If you don’t know Edwin McCain by name, you’re sure to know him by his music. In fact, there’s a chance you got hitched to his biggest hit.
McCain stormed radio stations in 1998 with the hit single, “I’ll Be,” which Dr. Phil viewers voted the best wedding song ever written. The song found continued life on shows like “Dawson’s Creek,” “Higher Ground,” even as an a cappella gag cover on “The Office.”
McCain performs at Buckner Event Plaza on Friday evening, with local favorite Riley Green opening. McCain spoke to The Star about musical maturity, turning “Silent Spring” into a song, and building a better Slip ‘N Slide.
Q: Was there ever a moment when it clicked and you knew you were supposed to be a musician? Or did you kind of arrive before you knew it?
A: I wrote a song called “Silent Spring” that was derivative of a book written by a woman named Rachel Carson of the same name. I feel like that was maybe the first time I had tackled a larger idea and built it into a song.
The recording of it was fairly complicated, too. We took on this idea of a song with a big choir in it and big production, and I did it when I was probably 18, when I didn’t know any better. I listen back to it and I’m always kind of amazed that, at 18, we managed to pull that off.
If I had to put a signpost on it, that’d be one of the moments where I realized, “We might be able to do something with this.”
Q: Aren’t most 18-year-olds still writing about breakups and personal problems, not approaching novels and saying, “I want to take this and redevelop it and tell a story”?
A: I look at the songwriting I did in those days; I had those lofty, “change the world” kind of ideals that only people in their 20s can have … I look back on those ideals and it’s kind of quaint to me now. I was like, in a way, just a child standing out there singing in the rain.

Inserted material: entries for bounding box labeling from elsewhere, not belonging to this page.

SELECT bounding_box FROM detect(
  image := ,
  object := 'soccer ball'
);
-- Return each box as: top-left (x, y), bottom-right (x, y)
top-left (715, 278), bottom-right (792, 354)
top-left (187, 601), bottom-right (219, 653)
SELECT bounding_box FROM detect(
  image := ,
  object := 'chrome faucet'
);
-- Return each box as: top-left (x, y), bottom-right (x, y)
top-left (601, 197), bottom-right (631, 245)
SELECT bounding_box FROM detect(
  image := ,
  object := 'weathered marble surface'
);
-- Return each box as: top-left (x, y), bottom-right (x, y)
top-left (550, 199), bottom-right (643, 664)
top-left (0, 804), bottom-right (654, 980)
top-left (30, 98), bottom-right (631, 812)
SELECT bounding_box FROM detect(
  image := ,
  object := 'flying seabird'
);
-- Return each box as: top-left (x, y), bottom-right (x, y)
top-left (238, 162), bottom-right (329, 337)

Now, I try to find the poetry in moments that happen all the time, all around, and I think it’s a function of realizing how extremely lucky I am every day to feel poetic about the little things, not having to go out there and push a giant boulder up the hill.
I think you have to dream big when you’re that age — that’s the privilege of youth — but the reward is finding that what you’ve been out there looking around for has been with you all along.

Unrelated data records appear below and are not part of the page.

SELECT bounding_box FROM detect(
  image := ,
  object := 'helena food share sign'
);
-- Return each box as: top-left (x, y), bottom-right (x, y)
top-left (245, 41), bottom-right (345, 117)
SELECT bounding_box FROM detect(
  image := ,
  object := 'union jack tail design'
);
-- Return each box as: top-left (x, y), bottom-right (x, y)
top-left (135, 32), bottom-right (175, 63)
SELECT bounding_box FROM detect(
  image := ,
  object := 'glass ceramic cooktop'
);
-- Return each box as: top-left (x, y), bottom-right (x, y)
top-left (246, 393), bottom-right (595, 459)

Q: To have that kind of attitude, it would seem like you’d have to be a pretty positive person. Do you consider yourself to be an optimist?
A: I don’t know, not necessarily. I think I’ve experienced a lot. I’d kind of ridden the whole ride, and had great moments, and some regrettably horrible moments of anguish. I wouldn’t change it — it’s the experience, that’s the point. Driving from one extreme to the other isn’t really the issue anymore. It’s having that drive to just be a part of the ride is what I’ve come away with after 44 years.
Q: That sounds dangerously close to maturity.
A: Hey, I feel like I have the perspective and I understand it, but I’m still building the giant Slip ’N Slide in the backyard, because the Slip ’N Slides they make today suck. I’m an excellent father for 8-year-olds because I’m still a kid.
I have a sense of when there’s some trouble; I don’t do what I formerly would have done, which is get angry, say “I’ll fix this.” It’s a function of making so many mistakes that being still is the only answer (laughs).
The one truth that holds is that the hardest thing in the world to do is nothing. When something happens and every impulse and every fiber of your being says, “Do something,” I just force myself to be still. And it’s amazing how things work out all by themselves without me. I’ve learned that the universe doesn’t really need me at all (laughs).
Q: So you’ve got this big catalog of music — how do you decide what to pull from 10 albums, plus a lot of odds and ends?
A: I have a quarter of the songs be what I believe people want to hear, the ones that over the years people seem to want to hear a bit. I’ve thrown in tour songs that haven’t been on the setlist in a while, and we’ve changed it up to be something different to keep that excitement.
And a lot has to do with, “What can I remember?” I’ll curse myself for the second verse being different than the first verse. I thought I was being clever at the time, and there’s some chord change I forgot.
Q: The wrath of original songwriting comes back every time.
A: Some of the lyrics that I wrote in some songs, like “Jesters” … it was absolutely 100 percent authentic for me to be singing those words as a 20-year-old in a frat house. And now it’s hard not to sing ‘em with a smirk on my face.